Smartphones are sweeping the Nation.  They’re popping up everywhere, including Dordt. Even impoverished, rural villages in Africa can afford simple cellphones for a few dollars a month, so acquiring a fancy 3G or 4G smartphone just keeps getting easier.  New models of the iPhone make the older models decrease in price.  New apps developed every day making the phones’ potential endless.

The recent surge of smartphone technology has even created a psychological panic, called nomophobia, which defines those who have a diagnosed fear of being without a cellphone.  U.S. News reported that 77% of those suffering from nomophobia are between the ages of 18 and 24, the same age range as that most college students.

Step foot onto Dordt’s campus, where smartphones seem to be having the same profound effect.  Although smartphones may not be required or even necessary on the small campus with a plethora of computers in every academic building and almost all residential buildings, plenty of students and professors seem to be using the new technology for everything from checking emails on the way to class, Googling questions that may come up in conversation, and tweeting the latest crazy quote from Professor DeRoo.

Senior Ashleigh Minderhoud has loved having a smartphone as a nursing major.

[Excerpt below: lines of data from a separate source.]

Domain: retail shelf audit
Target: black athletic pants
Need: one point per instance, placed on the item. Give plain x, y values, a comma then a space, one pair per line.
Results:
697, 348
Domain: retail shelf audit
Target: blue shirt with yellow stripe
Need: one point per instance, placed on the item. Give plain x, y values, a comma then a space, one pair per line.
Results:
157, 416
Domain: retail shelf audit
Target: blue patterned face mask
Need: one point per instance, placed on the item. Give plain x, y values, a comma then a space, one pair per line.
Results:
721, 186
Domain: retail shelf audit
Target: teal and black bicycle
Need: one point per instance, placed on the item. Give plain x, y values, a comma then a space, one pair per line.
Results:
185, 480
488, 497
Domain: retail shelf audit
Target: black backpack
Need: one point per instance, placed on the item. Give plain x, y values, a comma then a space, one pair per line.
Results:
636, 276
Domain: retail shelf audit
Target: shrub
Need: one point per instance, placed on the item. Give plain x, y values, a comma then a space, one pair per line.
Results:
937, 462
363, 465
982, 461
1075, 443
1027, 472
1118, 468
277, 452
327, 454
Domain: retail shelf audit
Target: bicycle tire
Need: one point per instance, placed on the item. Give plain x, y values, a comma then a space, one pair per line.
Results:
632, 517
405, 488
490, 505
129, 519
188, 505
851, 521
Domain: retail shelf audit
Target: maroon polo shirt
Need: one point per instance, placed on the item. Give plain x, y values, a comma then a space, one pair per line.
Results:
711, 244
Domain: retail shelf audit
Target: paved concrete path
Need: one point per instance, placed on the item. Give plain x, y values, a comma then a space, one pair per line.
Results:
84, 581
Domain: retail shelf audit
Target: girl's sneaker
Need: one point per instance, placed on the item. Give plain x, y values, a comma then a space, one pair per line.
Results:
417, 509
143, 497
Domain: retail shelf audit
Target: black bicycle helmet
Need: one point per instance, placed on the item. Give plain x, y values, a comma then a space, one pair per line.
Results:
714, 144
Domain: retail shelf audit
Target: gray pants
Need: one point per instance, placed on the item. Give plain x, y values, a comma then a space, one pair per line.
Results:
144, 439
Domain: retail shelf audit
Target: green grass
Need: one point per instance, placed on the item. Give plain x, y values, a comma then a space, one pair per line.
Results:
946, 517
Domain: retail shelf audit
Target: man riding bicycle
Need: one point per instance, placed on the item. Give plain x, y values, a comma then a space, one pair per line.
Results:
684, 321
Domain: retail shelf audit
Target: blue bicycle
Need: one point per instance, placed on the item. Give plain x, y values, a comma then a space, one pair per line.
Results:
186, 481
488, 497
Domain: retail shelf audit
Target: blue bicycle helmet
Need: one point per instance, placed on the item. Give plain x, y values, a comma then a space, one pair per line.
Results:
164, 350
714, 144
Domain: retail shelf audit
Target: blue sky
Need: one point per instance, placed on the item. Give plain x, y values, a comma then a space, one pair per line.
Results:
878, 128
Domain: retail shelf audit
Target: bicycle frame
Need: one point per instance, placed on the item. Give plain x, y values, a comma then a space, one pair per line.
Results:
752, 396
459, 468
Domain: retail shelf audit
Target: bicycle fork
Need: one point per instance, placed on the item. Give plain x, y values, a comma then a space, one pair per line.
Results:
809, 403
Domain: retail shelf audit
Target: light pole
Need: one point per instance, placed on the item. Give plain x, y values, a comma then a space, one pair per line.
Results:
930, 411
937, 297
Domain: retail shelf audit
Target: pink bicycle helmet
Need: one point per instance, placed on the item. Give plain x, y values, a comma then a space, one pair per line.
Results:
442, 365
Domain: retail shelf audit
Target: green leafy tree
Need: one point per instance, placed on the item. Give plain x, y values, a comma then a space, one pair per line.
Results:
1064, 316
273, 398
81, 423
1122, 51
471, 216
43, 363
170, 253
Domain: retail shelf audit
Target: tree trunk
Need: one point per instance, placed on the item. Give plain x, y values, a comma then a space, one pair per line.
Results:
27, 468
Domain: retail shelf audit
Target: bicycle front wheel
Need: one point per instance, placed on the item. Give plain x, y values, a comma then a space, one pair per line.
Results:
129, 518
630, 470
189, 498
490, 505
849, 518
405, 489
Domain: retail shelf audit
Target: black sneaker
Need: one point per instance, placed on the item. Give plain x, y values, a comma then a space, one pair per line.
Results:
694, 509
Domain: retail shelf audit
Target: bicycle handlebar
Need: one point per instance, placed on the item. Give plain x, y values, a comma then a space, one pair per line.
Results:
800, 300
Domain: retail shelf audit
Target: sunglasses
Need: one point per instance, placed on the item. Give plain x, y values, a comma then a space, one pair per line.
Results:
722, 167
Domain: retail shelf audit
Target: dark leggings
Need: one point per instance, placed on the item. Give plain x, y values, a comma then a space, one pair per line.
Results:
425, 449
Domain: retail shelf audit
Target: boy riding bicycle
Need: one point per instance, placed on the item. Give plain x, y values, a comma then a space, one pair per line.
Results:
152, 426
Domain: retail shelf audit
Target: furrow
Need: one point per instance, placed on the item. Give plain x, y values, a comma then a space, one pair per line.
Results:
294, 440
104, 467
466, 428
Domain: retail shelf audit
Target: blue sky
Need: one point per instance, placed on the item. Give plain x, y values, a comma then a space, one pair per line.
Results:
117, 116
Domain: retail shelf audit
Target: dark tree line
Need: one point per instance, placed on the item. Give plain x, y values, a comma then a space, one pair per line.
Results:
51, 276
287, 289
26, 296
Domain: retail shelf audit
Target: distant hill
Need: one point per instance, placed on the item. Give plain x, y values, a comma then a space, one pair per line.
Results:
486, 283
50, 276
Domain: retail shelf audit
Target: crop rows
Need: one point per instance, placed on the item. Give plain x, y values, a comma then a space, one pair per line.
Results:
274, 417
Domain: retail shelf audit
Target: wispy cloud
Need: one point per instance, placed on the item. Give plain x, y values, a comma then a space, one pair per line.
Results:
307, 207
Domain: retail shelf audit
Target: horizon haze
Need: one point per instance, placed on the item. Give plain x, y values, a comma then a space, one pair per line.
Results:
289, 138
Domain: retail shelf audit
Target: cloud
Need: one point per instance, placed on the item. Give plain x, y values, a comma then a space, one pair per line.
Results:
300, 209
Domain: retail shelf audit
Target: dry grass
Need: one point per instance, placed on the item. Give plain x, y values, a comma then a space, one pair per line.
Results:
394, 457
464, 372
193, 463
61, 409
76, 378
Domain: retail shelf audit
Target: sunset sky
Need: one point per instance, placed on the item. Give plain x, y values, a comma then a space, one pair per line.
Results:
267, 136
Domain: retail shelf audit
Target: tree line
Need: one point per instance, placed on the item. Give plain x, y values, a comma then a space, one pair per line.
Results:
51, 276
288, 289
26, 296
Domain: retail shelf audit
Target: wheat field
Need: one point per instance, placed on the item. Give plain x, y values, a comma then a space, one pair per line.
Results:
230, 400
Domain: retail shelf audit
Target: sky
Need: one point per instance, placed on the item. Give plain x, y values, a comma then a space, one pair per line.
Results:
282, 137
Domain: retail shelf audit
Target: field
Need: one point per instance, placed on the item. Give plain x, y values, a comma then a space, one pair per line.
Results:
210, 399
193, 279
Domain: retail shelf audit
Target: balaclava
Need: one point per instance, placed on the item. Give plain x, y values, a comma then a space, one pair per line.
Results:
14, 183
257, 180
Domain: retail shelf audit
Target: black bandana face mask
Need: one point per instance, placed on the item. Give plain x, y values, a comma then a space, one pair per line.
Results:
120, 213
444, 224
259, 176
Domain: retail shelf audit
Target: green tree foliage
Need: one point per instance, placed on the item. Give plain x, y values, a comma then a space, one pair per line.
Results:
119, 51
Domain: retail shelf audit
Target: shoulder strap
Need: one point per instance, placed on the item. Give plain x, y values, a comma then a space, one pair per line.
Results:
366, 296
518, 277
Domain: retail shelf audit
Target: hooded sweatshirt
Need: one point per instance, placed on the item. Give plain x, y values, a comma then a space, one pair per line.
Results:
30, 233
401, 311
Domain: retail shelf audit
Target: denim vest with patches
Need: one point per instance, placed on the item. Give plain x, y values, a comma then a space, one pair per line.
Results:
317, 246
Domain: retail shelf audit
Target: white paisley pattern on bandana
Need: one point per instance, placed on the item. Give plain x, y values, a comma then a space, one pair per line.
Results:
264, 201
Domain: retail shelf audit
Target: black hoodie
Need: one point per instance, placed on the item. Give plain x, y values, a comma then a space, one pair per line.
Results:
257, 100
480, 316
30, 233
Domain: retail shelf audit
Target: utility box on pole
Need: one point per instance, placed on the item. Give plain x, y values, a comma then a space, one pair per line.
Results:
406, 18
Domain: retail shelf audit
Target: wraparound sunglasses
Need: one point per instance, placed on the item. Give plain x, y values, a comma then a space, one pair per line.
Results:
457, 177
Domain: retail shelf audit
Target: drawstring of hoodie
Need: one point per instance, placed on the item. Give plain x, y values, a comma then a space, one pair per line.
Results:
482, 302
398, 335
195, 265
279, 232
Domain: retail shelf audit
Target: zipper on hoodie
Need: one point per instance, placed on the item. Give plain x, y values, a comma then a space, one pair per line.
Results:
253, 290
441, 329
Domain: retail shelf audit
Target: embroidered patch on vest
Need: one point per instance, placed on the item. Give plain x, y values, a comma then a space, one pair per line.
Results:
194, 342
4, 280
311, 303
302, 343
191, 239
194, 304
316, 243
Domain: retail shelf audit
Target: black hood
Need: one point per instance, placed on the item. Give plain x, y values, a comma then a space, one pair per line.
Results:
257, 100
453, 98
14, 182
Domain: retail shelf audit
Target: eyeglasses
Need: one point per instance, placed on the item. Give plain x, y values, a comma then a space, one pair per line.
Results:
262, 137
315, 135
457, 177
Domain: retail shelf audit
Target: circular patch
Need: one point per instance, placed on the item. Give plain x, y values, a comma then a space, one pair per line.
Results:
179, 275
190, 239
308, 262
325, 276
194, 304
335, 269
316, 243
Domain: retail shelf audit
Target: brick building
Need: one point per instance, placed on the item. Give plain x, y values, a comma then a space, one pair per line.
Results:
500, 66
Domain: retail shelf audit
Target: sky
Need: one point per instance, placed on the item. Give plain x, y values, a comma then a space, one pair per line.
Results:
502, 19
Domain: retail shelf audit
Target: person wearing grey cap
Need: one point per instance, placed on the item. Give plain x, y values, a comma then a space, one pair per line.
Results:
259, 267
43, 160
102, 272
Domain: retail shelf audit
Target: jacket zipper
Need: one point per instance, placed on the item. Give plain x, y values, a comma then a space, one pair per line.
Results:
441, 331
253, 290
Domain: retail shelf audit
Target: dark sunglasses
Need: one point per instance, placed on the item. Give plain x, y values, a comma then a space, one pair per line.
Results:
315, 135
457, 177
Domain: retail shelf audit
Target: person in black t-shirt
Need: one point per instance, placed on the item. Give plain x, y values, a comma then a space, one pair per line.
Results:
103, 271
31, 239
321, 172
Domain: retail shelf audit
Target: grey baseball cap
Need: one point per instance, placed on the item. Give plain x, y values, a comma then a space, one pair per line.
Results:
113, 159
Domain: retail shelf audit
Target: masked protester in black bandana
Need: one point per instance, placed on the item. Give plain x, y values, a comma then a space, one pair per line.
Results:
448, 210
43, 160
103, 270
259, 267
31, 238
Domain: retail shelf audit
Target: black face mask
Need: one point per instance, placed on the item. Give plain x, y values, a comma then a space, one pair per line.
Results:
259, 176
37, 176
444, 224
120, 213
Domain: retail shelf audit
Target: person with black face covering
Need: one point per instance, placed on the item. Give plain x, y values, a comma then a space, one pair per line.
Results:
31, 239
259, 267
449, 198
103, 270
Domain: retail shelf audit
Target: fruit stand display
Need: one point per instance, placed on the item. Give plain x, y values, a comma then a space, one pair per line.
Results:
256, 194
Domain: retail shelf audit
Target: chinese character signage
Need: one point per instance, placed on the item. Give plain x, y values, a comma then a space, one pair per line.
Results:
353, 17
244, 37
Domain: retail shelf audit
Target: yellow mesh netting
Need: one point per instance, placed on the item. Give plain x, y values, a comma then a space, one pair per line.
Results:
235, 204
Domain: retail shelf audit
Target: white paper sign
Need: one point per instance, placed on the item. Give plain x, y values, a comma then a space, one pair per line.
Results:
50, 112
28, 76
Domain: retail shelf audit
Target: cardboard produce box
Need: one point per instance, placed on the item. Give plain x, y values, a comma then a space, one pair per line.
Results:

She can check class emails on the drive to Sioux City and quickly look up any questions needing an answer.  Minderhoud also enjoys the variety of applications that smartphone technologies boast.

Freshman Seth Steenwyk is on the opposite side of the smartphone world from Minderhoud.  Although Steenwyk doesn’t have his own smartphone, he admits that there are definitely benefits to having a smartphone, one being the ability to “research things quickly and have quicker access than computers.”

Even recent Dordt graduates have quickly found out the importance of smartphones in the world beyond undergraduate studies.  Nicole Scholten and Joe Lammers, both 2012 graduates, recently purchased iPhones to assist in their “real life” after Dordt.

Scholten, who graduated with degrees in elementary and middle school education, now teaches middle school science at Westminster Christian Academy, a rigorously academic school in St. Louis, Missouri.  Although Scholten was not required to purchase a smartphone, she quickly realized that because of parental pressures and immediate communication often required, an iPhone was the way to go.

Similarly, Joe Lammers, a biology undergraduate and current first-year student in the Physicians’ Assistant program at the University of Colorado in Denver, found an iPhone to be a necessity.  “Professors will change the location of a class minutes before the class starts,” Lammers shared.  “I have to be able to get emails and updates instantly.”

Regardless of whether or not college students and professionals are willing to fork out the money for the latest smartphone, the changing technological world seems to be making their use much more of a requirement.  Although smartphones don’t seem to be quite as prevalent or necessary on Dordt’s campus as in the rest of society, they do seem to make life a little more efficient and manageable.